"My aunt needs me. She is getting old, and says I make the house brighter. She has had a lonely life, for my uncle is so busy with politics that he is hardly ever with her; so it would be cruel to leave her. You see I have learned to grumble; but your face brought back that sweet Derbyshire moor. Have you left it for long?"
"I don't know," was the blunt reply.
"I am so glad to see you in town," Greta went on a little eagerly. "I have wished so much to meet you. Can you come to tea with us to-morrow afternoon? My aunt is having a few friends, and she will be delighted to see you."

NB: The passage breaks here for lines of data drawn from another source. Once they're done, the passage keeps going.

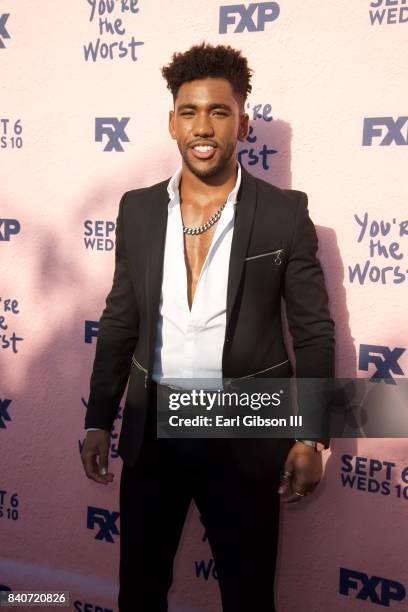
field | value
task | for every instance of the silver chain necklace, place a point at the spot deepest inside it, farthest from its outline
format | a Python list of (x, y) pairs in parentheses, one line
[(192, 231)]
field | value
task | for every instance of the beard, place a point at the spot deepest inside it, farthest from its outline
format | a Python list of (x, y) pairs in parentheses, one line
[(211, 170)]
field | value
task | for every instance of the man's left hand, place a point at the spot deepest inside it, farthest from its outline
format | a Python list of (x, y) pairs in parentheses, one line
[(302, 473)]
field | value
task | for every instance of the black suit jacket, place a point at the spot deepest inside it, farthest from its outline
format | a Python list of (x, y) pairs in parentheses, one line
[(269, 222)]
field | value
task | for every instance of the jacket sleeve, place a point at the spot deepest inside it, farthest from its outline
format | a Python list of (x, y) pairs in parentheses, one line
[(308, 315), (116, 341)]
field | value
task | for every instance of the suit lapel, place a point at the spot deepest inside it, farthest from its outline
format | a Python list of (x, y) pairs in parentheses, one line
[(244, 215), (156, 237)]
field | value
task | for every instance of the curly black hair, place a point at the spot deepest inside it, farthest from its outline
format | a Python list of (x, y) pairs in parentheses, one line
[(205, 60)]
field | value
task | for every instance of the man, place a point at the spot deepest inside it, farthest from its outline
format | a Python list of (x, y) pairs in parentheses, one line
[(202, 261)]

"I will come with the greatest pleasure."
And Rufus went away feeling this eager welcome was more than he expected.
The next afternoon found him at Lady Chatterton's. Greta greeted him brightly, but seemed nervous and ill at ease. There were a good many guests, and her time was naturally absorbed in entertaining them. Rufus could hardly get a word with her, and was about to depart rather gloomily when she came up to him.
"Mr. Tracy," she said, softly laying her hand on his arm, "I want you to come with me into the other room and be introduced to a great friend of mine—a very great friend of mine she is—and—and I want you to promise to be your true self with her."
Greta's light touch thrilled through him; and though he wondered at her words, he followed her obediently into the smaller drawing-room.
A grey-haired woman seated by the window turned round at their approach; and Rufus found himself face to face with his mother.
Greta stole away; she knew from the softening lines about the young man's face as he looked at the one who had been his boyhood's ideal of all that was good and beautiful, that his pride was now being placed in the background, and a deep content crept into her heart.